Das bedeutet, dass der Entzug der Freiheit die einzige Strafe ist
und dass innerhalb der Gefängnisse das Maximum von annehmbaren
Bedingungen zugestanden werden sollte.
In einigen
israelischen Gefängnissen scheint eine Art modus vivendi zwischen
den Gefängnisbehörden und den palästinensischen Gefangenen gewesen
zu sein. In den andern Gefängnissen hat man den Eindruck, dass der
Gefängnisdienst/die Wärter der Feind der Gefangenen war, der ihnen
das Leben so miserabel wie möglich machte. Das ist jetzt als
Antwort auf den Hungerstreik noch schlimmer geworden.
Diese Politik ist
grausam, illegal und contra-produktiv.

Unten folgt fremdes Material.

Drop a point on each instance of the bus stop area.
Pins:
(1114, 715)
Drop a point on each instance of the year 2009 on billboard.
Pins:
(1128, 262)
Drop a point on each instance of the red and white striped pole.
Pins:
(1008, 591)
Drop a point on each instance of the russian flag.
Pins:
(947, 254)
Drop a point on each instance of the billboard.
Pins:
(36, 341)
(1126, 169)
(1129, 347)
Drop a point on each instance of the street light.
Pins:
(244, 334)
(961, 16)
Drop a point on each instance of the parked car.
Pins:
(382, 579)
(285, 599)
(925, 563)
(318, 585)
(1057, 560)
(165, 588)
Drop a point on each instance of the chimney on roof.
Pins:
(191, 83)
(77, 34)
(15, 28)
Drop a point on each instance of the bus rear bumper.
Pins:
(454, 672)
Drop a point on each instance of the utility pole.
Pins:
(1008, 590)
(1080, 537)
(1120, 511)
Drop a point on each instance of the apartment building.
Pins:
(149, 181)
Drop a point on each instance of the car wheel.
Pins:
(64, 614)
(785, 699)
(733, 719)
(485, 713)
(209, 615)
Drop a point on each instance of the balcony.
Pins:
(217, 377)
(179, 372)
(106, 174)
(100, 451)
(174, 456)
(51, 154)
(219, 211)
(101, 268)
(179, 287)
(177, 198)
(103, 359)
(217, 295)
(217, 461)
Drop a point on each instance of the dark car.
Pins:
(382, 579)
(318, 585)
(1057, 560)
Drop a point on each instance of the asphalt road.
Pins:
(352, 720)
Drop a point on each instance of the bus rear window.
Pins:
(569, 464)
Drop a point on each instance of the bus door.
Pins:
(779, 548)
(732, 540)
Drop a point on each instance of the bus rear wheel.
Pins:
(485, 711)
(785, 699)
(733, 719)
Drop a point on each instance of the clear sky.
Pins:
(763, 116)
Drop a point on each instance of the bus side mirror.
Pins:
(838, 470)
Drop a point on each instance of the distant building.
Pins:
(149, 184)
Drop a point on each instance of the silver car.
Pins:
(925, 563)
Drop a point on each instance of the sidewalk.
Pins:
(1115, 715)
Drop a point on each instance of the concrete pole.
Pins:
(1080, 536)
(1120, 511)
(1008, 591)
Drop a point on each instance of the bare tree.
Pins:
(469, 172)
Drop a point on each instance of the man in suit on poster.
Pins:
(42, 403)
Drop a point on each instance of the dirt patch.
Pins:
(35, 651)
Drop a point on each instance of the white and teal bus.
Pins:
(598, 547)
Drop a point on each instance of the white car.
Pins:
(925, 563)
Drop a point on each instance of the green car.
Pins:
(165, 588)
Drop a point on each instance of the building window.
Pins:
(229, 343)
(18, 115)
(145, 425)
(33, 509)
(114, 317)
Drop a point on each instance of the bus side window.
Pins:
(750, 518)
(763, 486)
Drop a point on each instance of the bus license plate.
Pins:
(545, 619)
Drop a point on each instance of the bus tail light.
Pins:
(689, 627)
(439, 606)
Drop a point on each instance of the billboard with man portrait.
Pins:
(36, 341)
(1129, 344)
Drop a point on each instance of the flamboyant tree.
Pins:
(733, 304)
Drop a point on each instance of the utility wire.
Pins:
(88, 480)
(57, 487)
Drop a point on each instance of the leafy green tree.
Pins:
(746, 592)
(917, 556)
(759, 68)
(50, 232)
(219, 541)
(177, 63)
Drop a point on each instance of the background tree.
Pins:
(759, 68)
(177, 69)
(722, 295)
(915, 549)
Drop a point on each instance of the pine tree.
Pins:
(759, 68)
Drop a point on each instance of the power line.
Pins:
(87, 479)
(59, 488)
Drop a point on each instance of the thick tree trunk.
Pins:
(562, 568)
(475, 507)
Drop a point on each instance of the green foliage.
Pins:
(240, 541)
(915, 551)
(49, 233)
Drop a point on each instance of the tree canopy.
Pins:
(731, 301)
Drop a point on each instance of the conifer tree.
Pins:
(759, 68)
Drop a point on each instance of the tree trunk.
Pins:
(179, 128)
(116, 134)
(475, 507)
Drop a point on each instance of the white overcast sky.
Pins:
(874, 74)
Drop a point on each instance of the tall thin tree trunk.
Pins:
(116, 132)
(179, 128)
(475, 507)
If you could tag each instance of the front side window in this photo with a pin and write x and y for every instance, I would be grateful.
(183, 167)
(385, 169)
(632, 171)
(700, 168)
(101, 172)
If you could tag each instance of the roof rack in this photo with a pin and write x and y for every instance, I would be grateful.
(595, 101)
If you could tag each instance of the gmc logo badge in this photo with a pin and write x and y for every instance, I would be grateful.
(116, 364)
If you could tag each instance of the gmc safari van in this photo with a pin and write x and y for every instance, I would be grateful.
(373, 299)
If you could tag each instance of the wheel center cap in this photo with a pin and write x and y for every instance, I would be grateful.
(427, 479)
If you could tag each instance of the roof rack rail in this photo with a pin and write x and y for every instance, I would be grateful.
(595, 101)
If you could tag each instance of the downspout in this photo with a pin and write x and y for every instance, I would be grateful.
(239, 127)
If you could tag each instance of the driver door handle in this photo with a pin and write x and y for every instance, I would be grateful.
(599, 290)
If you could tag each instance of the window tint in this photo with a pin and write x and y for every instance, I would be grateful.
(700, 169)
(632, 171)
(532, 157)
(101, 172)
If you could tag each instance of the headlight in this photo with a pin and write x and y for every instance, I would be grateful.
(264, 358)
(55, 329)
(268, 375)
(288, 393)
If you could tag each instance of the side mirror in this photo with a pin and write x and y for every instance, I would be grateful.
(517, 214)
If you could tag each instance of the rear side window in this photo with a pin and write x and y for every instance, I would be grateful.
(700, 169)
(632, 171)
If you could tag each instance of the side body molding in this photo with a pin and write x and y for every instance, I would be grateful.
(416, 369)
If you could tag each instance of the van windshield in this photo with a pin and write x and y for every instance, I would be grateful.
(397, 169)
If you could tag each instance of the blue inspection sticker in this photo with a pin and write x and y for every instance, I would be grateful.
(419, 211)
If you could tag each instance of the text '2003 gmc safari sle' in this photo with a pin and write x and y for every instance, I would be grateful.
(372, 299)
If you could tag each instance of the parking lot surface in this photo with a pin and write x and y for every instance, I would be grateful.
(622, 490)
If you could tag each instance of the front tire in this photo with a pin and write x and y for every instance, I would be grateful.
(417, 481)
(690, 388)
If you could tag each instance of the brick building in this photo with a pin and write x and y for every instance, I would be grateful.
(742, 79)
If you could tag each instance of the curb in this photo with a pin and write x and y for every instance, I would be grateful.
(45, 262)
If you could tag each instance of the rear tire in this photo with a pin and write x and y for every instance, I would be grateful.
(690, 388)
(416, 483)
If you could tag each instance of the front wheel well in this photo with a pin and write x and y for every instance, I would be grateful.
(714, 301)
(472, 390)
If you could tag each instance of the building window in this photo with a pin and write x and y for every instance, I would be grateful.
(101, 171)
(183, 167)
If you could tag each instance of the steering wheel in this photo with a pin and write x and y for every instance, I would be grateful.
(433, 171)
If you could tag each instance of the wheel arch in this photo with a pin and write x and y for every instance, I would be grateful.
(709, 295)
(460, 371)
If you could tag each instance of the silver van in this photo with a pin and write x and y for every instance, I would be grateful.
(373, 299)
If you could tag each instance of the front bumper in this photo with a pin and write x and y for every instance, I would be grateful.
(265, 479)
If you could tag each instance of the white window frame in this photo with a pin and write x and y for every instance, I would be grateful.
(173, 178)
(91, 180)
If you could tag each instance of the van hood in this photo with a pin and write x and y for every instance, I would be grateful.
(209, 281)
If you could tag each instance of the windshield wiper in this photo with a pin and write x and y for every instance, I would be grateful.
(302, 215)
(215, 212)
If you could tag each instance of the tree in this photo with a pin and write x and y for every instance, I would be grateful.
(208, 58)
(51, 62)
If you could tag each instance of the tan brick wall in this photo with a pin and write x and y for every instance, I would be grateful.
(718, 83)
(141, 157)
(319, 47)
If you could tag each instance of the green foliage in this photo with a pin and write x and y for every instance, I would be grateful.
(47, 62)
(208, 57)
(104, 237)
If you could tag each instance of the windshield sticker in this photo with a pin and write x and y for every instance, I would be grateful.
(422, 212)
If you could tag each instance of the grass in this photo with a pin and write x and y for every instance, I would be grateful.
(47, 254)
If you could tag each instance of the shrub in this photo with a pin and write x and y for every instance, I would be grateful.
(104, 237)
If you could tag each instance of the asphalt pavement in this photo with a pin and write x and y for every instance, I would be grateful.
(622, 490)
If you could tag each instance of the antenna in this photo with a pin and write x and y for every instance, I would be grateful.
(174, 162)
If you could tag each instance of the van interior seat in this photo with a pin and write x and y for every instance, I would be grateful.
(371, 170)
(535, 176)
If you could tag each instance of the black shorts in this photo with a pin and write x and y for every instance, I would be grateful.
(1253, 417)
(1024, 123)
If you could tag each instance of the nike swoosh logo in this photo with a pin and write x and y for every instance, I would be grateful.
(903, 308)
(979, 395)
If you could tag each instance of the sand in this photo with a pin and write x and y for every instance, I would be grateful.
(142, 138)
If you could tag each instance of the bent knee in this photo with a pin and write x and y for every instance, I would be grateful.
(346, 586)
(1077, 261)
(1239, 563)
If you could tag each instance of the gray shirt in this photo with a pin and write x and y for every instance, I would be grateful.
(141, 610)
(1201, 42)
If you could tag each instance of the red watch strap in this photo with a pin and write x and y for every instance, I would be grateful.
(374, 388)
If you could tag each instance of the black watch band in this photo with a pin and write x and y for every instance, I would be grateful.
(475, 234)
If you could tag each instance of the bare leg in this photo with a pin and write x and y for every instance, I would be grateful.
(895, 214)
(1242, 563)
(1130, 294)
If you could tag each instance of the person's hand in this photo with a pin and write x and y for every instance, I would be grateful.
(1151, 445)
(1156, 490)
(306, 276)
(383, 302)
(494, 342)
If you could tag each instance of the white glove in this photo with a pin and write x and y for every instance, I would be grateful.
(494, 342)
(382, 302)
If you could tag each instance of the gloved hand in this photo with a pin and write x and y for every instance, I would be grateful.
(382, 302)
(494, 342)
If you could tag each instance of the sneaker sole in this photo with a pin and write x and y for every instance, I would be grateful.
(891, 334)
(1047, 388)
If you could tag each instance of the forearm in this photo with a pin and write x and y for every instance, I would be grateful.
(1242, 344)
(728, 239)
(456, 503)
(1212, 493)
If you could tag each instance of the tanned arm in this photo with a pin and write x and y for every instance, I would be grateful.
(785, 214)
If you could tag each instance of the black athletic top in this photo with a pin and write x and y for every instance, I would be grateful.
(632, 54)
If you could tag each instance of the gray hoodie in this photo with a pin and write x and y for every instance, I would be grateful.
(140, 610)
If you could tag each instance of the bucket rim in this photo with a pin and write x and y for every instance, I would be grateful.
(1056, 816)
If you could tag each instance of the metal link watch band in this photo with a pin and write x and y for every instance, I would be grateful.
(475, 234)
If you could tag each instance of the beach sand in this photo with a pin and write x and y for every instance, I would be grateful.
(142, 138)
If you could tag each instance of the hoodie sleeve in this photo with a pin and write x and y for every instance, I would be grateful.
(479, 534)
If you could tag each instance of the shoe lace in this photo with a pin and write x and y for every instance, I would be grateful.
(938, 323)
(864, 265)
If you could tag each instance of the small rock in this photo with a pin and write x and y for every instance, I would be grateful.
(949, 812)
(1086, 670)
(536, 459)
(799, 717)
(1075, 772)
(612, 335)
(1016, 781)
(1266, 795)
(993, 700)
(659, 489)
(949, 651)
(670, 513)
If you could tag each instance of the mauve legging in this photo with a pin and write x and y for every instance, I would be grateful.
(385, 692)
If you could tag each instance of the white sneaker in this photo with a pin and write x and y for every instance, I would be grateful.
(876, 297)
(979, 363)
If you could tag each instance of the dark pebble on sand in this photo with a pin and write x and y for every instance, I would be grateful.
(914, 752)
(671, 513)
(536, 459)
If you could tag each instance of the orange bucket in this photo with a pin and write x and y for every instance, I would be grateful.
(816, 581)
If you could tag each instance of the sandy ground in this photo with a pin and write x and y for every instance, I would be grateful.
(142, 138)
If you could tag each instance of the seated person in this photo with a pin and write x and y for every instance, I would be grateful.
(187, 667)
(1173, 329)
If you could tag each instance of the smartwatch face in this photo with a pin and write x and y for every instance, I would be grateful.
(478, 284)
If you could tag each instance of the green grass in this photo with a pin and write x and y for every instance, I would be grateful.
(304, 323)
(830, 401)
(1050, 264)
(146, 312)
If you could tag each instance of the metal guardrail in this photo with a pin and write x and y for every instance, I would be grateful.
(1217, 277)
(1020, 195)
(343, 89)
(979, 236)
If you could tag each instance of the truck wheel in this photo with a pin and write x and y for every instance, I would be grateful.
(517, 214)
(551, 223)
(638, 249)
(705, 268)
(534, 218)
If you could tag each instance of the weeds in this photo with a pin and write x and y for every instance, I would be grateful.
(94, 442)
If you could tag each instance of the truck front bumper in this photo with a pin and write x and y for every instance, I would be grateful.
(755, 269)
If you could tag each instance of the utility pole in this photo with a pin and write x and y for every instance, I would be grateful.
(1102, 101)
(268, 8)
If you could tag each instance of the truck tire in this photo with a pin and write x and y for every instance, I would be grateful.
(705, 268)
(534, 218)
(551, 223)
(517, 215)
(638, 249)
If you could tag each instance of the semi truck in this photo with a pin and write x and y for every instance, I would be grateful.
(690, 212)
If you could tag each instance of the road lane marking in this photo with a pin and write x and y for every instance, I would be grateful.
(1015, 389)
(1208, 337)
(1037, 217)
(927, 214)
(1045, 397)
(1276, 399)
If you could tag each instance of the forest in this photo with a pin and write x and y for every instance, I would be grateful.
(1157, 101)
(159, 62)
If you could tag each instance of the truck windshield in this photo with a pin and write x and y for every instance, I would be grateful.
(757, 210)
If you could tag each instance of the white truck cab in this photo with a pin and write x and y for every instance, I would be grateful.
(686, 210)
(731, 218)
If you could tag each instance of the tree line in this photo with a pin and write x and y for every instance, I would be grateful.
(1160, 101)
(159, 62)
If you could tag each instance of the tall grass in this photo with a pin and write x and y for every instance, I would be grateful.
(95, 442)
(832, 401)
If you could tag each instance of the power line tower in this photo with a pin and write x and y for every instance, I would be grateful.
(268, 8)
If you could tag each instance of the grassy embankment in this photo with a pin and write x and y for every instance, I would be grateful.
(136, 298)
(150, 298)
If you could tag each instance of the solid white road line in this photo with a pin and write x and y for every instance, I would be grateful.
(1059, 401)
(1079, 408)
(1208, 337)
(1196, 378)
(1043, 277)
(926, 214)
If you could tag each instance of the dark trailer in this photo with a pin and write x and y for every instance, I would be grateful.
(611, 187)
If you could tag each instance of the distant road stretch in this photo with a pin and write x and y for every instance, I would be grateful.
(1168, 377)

Es gibt keinen Weg, um einen
Hungerstreik zu gewinnen. Die Gefangenen müssen gewinnen, besonders
wenn anständige Leute in aller Welt dies beobachten, Vielleicht
sogar die NYT.
Ich warte auf den
Tag, an dem ich Marwan wieder als freien Menschen in seiner Wohnung
besuchen kann. Oder noch besser, wenn Ramallah in dieser Zeit eine
Stadt im freien Staat Palästina sein wird.